The decision to resist was appealed by the deputy creditor.
The resistance path from the front of the conflict with the General Board of the law; in the bonds ‘equity collateral is’ the record of “what the coverage in the absence of clarity about what is” the act of mucerretlik (abstraction) will not eliminate the nature, whether in the bill will be valid according to the result to be reached here, also adduced against such a claim must be proved in the manner of this bill at the points that are collected.
First of all, it should be emphasized whether the document on the basis of follow-up has the qualification of a foreign exchange certificate.

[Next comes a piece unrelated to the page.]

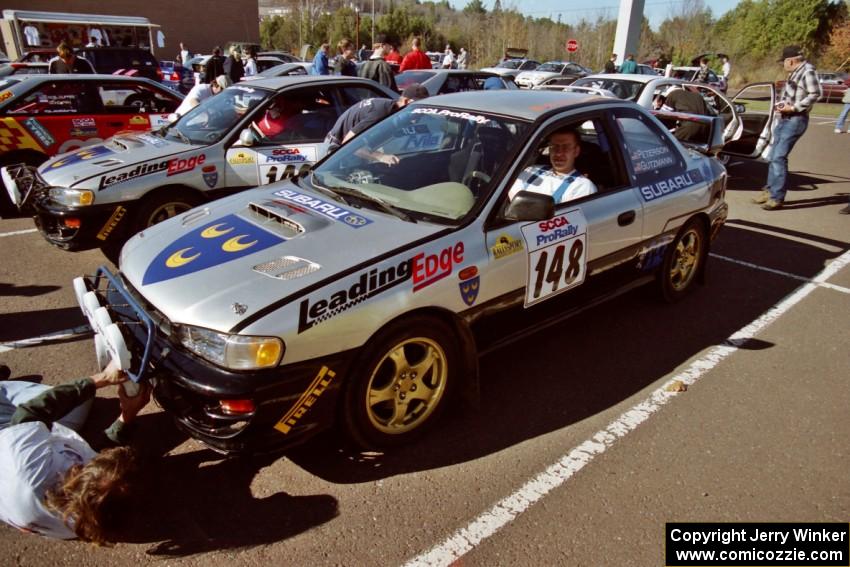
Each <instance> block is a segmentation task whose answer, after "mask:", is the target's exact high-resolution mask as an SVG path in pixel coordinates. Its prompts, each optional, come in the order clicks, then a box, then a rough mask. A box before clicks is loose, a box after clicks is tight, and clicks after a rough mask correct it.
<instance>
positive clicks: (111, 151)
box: [47, 145, 113, 170]
mask: <svg viewBox="0 0 850 567" xmlns="http://www.w3.org/2000/svg"><path fill="white" fill-rule="evenodd" d="M111 153H113V152H112V150H110V149H109V148H107V147H106V146H102V145H98V146H89V147H87V148H83V149H81V150H77V151H76V152H74V153H72V154H66V155H64V156H62V157H61V158H59V159H58V160H56V161H54V162H53V163H51V164H50V165H48V166H47V169H48V170H54V169H59V168H60V167H65V166H66V165H71V164H73V163H80V162H82V161H89V160H93V159H95V158H98V157H101V156H106V155H109V154H111Z"/></svg>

776 of the Turkish Commercial Code No. 6102. according to the article, Bono in the text of the deed “bond” or “emre written deed” in Word and deed in any other language than Turkish is written in that language the word which is used as collateral for bonds or promissory note emre written, unconditional promise to pay a certain fee, maturity, place of payment, to whom or to whose order payable to her name, date and place must include the signature of the issuer.
Within this framework, certainty (certainty) is one of the main elements of foreign exchange bills. Considering the ability to be treated, all elements of the bond must be clear, clear, obvious in a way that is not conducive to interpretation. As Öztan stated, the opening of policies and bonds is a transaction that “does not accept conditions” (Öztan, F.: The Law of Negotiable Instruments, 2. b., Ankara 1997, p.451). As a matter of fact, 777 of the Turkish Commercial Code. after stating that the bond that does not carry the mandatory elements of the article is not a bond, it has filled in the gaps that may arise by introducing a reserve rule of law on maturity, date and place of payment and has supported the principle of certainty in this way. Although it is accepted to set records such as avizo, price, interest, exemption from protest and authorization requirement, placing records that eliminate the qualification of a member or a specific person from a disease on a bond eliminates his qualification as a foreign exchange bond.

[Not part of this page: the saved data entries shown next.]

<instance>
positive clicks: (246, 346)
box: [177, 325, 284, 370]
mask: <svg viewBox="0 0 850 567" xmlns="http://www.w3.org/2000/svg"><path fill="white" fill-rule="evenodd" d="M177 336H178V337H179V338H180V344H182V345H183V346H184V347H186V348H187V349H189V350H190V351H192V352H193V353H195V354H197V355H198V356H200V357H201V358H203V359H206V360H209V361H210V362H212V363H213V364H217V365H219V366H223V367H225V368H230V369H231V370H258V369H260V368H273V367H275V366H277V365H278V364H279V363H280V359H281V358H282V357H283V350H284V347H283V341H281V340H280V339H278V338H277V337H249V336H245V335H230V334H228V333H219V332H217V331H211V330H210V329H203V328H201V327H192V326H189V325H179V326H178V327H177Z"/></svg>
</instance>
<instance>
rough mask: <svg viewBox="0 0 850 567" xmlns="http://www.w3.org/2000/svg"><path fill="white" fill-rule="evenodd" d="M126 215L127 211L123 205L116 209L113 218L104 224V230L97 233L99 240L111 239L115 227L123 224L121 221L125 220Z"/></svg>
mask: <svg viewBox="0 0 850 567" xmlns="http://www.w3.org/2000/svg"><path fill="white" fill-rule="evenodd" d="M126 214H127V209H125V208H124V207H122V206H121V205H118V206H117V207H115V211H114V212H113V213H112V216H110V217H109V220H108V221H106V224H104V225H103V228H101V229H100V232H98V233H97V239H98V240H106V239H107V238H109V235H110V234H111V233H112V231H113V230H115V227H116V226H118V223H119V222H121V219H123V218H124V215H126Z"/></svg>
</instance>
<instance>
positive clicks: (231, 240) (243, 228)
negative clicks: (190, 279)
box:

When the concrete event is evaluated in the light of the explanations and legal regulations made above;
The note dated 20.10.2013 with a maturity date of TL 13,500.00, which is based on follow-up, has the phrase “collateral is a bond” on the back side. If there is a collateral record in the bond, this statement does not eliminate the mandatory qualification of the bond, since it is not specified what is a guarantee. In order to be accepted that the bond is issued for collateral purposes, it is necessary to prove that what is provided as collateral is either a collateral note with the articles on the front or back of the bond or a separate document (provided for in Article 169/a of the IIK). As a matter of fact, the General Meeting of the Supreme Court of Law was held on 14.03.2001 and 2001/12-233 E., 2001/257 K.; 20.06.2001 day and 2001/12-496 E., 2001/534 K.; 24.02.2010 days and 2010/19-67 E., 2010/99 K. the same considerations were adopted in their numbered decisions.
As a result, while the local court and the General Assembly of the Law must comply with the decision to disrupt the Private Apartment adopted by the General Assembly, it is contrary to the procedure and law to resist the previous decision on the erroneous grounds.

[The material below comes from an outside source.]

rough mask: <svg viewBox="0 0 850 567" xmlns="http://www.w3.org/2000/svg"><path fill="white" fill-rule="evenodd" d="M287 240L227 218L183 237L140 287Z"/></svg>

Therefore, the decision to resist must be overturned.
CONCLUSION: It was decided unanimously on 28.03.2018 that the decision of the creditor’s deputy to resist the acceptance of appeals would be OVERTURNED for the reasons described in the decision to overturn the Special Chamber, if requested, the advance fee of the appeal would be returned to the depositor, the decision would be closed on the way of correction.